Masha Fedzechkina, Eleonora Gualdoni, Sinead Williamson, Katherine Metcalf, Skyler Seto, Barry-John Theobald

Outline

This paper presents a novel approach to study how well representations of large-scale language models (LLMs) match human representations. We use activation steering to identify neurons for specific concepts (e.g., “cat”) and analyze their activation patterns. We show that the LLM representations captured in this way are very similar to human representations inferred from behavioral data, and are consistent with human-to-human agreement.

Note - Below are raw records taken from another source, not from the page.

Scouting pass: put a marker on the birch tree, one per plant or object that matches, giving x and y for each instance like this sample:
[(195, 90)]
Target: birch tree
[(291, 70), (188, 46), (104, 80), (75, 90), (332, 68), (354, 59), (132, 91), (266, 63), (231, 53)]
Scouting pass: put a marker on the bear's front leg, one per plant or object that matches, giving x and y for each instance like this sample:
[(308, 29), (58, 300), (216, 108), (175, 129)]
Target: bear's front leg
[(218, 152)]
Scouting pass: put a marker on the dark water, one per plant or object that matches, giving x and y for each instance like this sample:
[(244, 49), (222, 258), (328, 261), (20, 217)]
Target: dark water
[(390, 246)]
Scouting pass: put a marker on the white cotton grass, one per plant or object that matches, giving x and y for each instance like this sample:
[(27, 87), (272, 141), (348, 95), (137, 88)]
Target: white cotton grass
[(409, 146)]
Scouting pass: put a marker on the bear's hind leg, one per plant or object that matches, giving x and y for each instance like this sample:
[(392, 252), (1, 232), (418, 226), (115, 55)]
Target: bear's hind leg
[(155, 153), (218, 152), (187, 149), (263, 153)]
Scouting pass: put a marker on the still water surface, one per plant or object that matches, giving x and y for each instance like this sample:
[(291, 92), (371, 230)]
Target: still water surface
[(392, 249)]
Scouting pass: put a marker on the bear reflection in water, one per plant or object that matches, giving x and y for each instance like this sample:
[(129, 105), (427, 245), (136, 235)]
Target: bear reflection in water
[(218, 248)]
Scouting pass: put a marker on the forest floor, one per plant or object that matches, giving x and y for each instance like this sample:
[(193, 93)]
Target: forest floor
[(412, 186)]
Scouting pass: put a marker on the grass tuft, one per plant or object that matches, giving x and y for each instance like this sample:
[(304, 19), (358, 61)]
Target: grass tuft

The agreement is much higher than word embeddings, which have been used in previous studies, and demonstrate that LLMs organize concepts in a human-like manner.

Takeaways, Limitations

Takeaways:
We present a novel method to quantitatively measure the level of alignment between LLM representations and human representations.
We verify alignment between LLM and human representations at a higher level than word embeddings.
LLM demonstrates that the brain organizes concepts in a human-like manner.
A more detailed analysis of the conceptual representation of LLM is possible.
Limitations:
Since it relies on activation steering techniques, verification of the accuracy of neuron identification for specific concepts is required.
The analysis may be limited to specific LLMs and specific concepts. Further research is needed to determine generalizability.
__T5070_____ of human representation inference from behavioral data should be considered.